Princeton Clarion dated 7/25/1895:


"Death of an Old Citizen"


"Mr. Charles Keys died yesterday morning at his home, about four miles south of this city, aged 83 years.


Mr. Keys came to this county from South Carolina in 1833 and settled on the farm where he died. He was one of Gibson County's sturdy pioneer citizens and contributed his full share of labor and energy in opening up the forests of primitive times and making of them fruitful fields. His farm was favorably located and soon became one of the most productive in the county. In his later years he has been incapacitated for labor, but he has been permitted to enjoy the home and comforts which had been secured by the labor of early years.  He was a consistent and devoted member of the United Presbyterian Church, and, when not prevented by physical infinnities, he was always in his place in the sanctuary. His Bible was his daily delight. On

account of failing eyesight he was not able to read it, as in earlier years, yet he had so improved his privilege when eyesight was afforded him that he had a mind well stored with scripture passages, which he could recite from memory. His ability it this line was most remarkable.

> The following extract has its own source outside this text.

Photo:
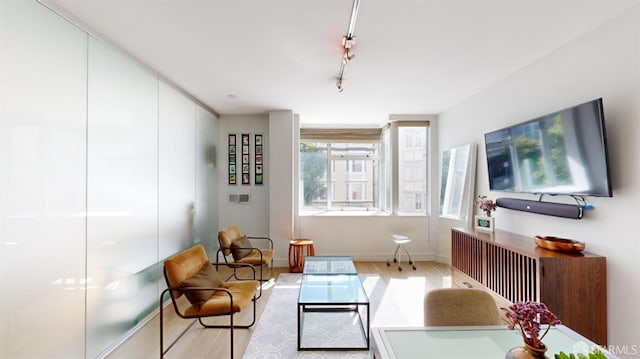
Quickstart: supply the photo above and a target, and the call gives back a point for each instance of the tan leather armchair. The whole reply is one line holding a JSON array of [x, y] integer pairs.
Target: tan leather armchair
[[190, 273], [460, 307], [237, 248]]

Mr. Keys was twice married. His first wife, whom he married in South Carolina, died about 20 years ago.  His second wife was a McWilliams, who survives him, as do also two daughters by his first wife, namely:  Mrs. Wm. Cooper and Mrs. Peter French, both living in this county.


The funeral services will be held at the late residence this afternoon at 3 o'clock. Interment will be in the Genung (Walnut Hill) cemetery."